Child Death Review Program

The Child Death Review (CDR) Program was implemented in Michigan in 1995 to conduct in-depth reviews of child deaths and identify ways to prevent them. In Michigan, there are 77 local CDR teams covering all 83 counties. Some teams serve a two-county jurisdiction.

CDR is a collaborative process that brings together local professionals from a variety of disciplines who volunteer their time to share and discuss comprehensive information on the circumstances surrounding the deaths of children. Local CDR team membership is comprised of six mandated members, which include:

  1. the Health Department;
  2. the Medical Examiner’s Office;
  3. Law Enforcement;
  4. the Department of Health and Human Services;
  5. the Prosecutor’s Office; and
  6. the Court.

Local CDR teams may add further membership or invite guests as necessary, including representatives from emergency medical services, hospitals and other medical facilities, schools, organizations providing mental health and/or substance use services, and organizations serving those impacted by domestic or sexual violence. In total, more than 1,500 professionals volunteer their time to serve on a local CDR team in Michigan.

Local CDR teams use what they learn during the review process to develop findings and recommendations which they share with other local entities who can help translate them into prevention initiatives that address needs specific to their communities.
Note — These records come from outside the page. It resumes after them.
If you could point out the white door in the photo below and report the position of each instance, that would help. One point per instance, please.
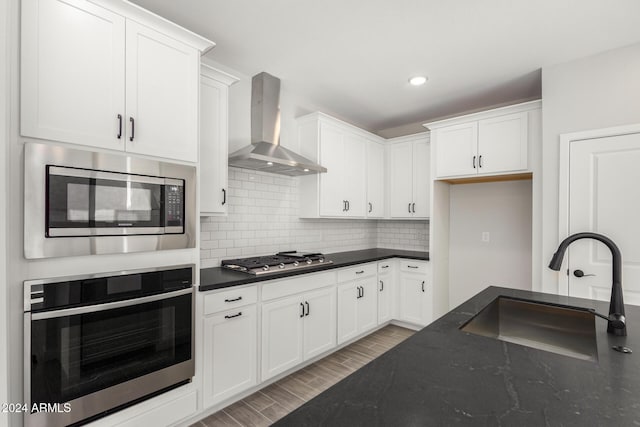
(385, 297)
(213, 145)
(502, 143)
(400, 180)
(412, 307)
(332, 192)
(162, 95)
(421, 179)
(319, 322)
(367, 305)
(456, 150)
(230, 353)
(375, 180)
(282, 329)
(72, 73)
(604, 198)
(354, 179)
(348, 297)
The goals of CDR are to influence policy and practice changes that:

  • Improve death scene investigations;
  • Improve the delivery of services to families; and
  • Prevent future fatalities.

It is important to note that CDR is not about assigning blame, determining cause or manner of death, or prosecuting cases, as the teams have no official authority in any of these areas.
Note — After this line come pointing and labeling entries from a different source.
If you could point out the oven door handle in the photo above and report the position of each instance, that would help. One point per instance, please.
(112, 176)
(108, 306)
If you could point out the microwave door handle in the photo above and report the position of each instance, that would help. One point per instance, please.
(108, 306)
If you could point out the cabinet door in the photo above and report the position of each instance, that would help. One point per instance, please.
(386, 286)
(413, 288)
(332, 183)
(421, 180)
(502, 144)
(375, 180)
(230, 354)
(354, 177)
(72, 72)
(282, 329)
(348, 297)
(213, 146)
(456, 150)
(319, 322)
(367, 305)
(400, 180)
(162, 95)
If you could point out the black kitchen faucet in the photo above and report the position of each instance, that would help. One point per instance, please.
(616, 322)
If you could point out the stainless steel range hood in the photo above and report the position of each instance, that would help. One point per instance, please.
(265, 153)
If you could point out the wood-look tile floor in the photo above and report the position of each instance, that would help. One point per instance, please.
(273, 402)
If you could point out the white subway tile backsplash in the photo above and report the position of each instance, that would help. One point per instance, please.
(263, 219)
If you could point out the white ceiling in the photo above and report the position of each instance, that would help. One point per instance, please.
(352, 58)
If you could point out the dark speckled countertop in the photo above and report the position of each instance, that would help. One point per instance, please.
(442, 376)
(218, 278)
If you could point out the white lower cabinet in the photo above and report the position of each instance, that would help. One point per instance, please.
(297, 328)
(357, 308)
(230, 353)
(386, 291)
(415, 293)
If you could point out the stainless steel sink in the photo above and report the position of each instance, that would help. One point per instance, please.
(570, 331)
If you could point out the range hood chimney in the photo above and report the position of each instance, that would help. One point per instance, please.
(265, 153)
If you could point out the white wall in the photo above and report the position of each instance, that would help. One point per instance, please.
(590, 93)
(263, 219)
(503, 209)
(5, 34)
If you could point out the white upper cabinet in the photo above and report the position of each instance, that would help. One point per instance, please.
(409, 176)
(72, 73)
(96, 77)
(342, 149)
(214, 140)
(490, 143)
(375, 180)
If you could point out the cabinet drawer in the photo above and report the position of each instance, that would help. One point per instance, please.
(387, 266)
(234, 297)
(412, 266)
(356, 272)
For each death reviewed, a standardized data reporting tool developed by the National Center for Fatality Review and Prevention (NCFRP) is completed and the data is entered into the web-based National Fatality Review-Case Reporting System (NFR-CRS). This reporting tool was developed with input from many states through their CDR programs. The NCFRP regularly updates the data collection instrument.

Child Death State Advisory Team

The Michigan Child Death State Advisory Team was established by Public Act 167 of 1997 (MCL 722.627b) to “identify and make recommendations on policy and statutory changes pertaining to child fatalities and to guide statewide prevention, education and training efforts.” The State Advisory Team also provides support to local CDR teams, recommends improvements in protocols and procedures for the Michigan Child Death Review Program, and reviews Michigan’s child mortality data as well as local child death review team findings and recommendations to identify causes, risk factors, and trends in child deaths. The team is responsible for preparing an annual report on child fatalities in Michigan and presenting it to the Governor and the Legislature. The Michigan Department of Health and Human Services has administrative responsibility for the State Advisory Team.

 The advisory committee created under subsection (4) consists of the following:

  • Two representatives of the department.
  • Two representatives of the department of community health.
  • One county medical examiner.
  • One representative of law enforcement.
  • One county prosecuting attorney.
  • The children’s ombudsman or his or her designee.
  • A representative of a state or local court.

Citizen Review Panel on Child Fatalities

The Federal Government mandated the formation of the Citizens Review Panel (CRP) in 1999 for the purpose of providing an opportunity for citizens to aid in ensuring that states meet goals of protecting children from abuse and neglect by evaluating the strengths, weaknesses, and challenges in the child welfare delivery system. The CRP on Child Fatalities meets quarterly to review and examine the identified cases of child fatalities where the family had previous interaction with the child protection system that have occurred within a given year. At the end of the calendar year, the Panel compiles their findings and recommendations in a report that is presented to the Michigan Department of Health and Human Services for their knowledge and consideration in hopes of improving the child welfare system in Michigan.

Many of the people who serve on the Child Death State Advisory Team also participate in the Citizen Review Panel on Child Fatalities.